Die EU-Richtlinie zu CO₂-Grenzwerten sieht vor, dass ab 2035 keine neuen Pkw und Lieferwagen mit Verbrennungsmotor in der Europäischen Union mehr zugelassen werden dürfen. Wenn diese Richtline unverändert bleibt, könnte das weitreichende Folgen haben: Möglicherweise droht ein Bumerang für den Klimaschutz.
Keine Kompromisse beim Verbrenner
In der zweiten Juniwoche 2022 haben sich die Europaparlamentarier auf einer Plenumstagung mit dem Fit-for-55-Paket zu Umweltzielen beschäftigt. Das Vorhaben soll die klimaschädlichen CO₂-Emissionen bis zum Jahr 2030 drastisch senken. Darin enthalten ist auch eine Richtlinie, die von der EU-Kommission vorgeschlagen wurde und die der Umweltausschuss bereits gebilligt hat. Sie betrifft neue CO₂-Grenzwerte für Pkw und Lieferwagen.
Eine kurze Passage in dieser Richtlinie erzwingt das Aus für den Verbrenner in der EU ab 2035. Es wurde nämlich ein Flottenzielwert für die Hersteller von 100 % Senkung der CO₂-Emissionen in den Fahrzeugklassen Pkw und leichte Nutzfahrzeuge formuliert. Dies entspricht einem Verbot der Neuzulassung von Verbrennungsmotoren ab 2035. Davon wären auch Motoren für synthetische Kraftstoffe betroffen, die etwa Porsche für seinen 911er einsetzen will.
Es gelten für den Flottenzielwert die CO₂-Emissionen des Fahrzeugs im Betrieb. Zwar werden synthetische Kraftstoffe mit Kohlenstoff hergestellt, der vorher aus der Luft per Abscheidung gewonnen wurde, sodass die Umweltbilanz im Grunde neutral ist. Doch das zählt für die EU-Kommission nicht.
Was bedeutet das für Neuwagenkäufer ab 2035?
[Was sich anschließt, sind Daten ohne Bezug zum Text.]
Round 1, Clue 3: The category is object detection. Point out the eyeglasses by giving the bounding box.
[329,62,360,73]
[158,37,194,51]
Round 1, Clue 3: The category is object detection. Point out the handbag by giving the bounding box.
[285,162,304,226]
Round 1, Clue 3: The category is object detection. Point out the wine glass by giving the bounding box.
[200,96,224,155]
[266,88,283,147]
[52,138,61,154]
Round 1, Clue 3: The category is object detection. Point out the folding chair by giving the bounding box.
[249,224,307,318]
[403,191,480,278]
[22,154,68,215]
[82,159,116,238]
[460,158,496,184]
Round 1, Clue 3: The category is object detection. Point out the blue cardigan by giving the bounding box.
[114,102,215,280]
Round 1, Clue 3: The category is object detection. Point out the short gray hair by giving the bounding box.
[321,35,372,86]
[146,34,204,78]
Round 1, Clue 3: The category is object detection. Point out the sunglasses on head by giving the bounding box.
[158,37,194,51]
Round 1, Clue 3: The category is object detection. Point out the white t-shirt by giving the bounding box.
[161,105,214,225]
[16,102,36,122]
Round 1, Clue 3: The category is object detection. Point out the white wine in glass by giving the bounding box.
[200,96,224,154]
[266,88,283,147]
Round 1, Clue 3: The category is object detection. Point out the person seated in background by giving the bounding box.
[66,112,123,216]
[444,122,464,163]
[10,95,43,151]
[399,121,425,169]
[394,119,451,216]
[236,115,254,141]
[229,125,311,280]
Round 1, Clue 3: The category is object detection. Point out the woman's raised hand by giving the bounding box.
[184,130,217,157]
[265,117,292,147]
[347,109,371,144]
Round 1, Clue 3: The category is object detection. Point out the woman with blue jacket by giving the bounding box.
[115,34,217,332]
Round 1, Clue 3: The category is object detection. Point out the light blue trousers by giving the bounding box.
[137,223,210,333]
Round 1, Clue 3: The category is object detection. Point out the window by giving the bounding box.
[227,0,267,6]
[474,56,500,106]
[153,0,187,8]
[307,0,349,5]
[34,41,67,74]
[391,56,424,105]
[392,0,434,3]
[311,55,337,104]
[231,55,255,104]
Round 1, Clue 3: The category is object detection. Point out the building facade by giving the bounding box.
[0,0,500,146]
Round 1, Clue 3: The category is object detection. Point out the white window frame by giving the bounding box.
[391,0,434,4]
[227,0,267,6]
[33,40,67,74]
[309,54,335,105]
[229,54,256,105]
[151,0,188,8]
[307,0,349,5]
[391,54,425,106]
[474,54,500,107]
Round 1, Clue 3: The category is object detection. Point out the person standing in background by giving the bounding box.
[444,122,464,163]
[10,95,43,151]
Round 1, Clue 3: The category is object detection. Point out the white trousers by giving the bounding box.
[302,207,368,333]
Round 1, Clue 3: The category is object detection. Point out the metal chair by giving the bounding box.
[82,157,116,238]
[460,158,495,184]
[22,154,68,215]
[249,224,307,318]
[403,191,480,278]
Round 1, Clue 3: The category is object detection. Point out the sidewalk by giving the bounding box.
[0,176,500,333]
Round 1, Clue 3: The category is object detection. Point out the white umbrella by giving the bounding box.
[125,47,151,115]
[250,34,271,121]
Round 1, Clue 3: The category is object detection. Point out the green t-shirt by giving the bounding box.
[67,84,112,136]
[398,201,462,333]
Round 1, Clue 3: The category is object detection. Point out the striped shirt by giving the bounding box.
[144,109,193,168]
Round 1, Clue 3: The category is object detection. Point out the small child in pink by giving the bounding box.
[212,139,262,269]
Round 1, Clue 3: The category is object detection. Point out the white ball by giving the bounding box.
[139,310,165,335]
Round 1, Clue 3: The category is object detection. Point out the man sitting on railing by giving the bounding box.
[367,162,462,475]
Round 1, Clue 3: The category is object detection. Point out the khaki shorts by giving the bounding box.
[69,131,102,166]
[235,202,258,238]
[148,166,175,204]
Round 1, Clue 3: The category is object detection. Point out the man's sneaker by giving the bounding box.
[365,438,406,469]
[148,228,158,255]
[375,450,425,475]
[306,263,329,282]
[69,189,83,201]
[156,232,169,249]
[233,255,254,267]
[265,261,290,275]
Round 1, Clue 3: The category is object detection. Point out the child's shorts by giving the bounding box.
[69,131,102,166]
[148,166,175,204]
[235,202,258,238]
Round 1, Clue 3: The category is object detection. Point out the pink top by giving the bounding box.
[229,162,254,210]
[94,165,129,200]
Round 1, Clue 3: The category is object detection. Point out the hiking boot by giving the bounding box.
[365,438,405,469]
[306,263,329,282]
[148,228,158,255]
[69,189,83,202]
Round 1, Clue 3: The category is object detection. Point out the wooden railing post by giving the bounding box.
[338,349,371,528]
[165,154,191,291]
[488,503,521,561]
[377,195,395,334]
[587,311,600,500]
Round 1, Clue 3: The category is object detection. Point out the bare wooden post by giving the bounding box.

Die Automobilindustrie hat es längst geahnt und plant schon länger dementsprechend, bei der allgemeinen Bevölkerung kommt nun ebenfalls diese Erkenntnis an: Ab 2035 gibt es in Europa (und wahrscheinlich in vielen anderen Teilen der Welt) keine neuen Verbrenner mehr zu kaufen. Der Gebrauchtwagenmarkt mit Verbrennern dürfte jedoch noch eine Weile weiterlaufen. Allerdings ist zu erwarten, dass ihnen das Leben schwer gemacht wird.
Wahrscheinlich gibt es dann immer mehr Umweltzonen mit rigiden Vorschriften, sodass ältere Verbrenner alsbald nirgendwo mehr fahren dürfen. Die Spritpreise könnten steigen, weil der Massenmarkt schwindet. Schon vor 2035 werden sich daher wahrscheinlich viele Menschen keinen Verbrenner mehr kaufen, weil sie ihn ab 2035 als Gebrauchten nur noch schwer und nur mit erheblichen Abschlägen loswerden.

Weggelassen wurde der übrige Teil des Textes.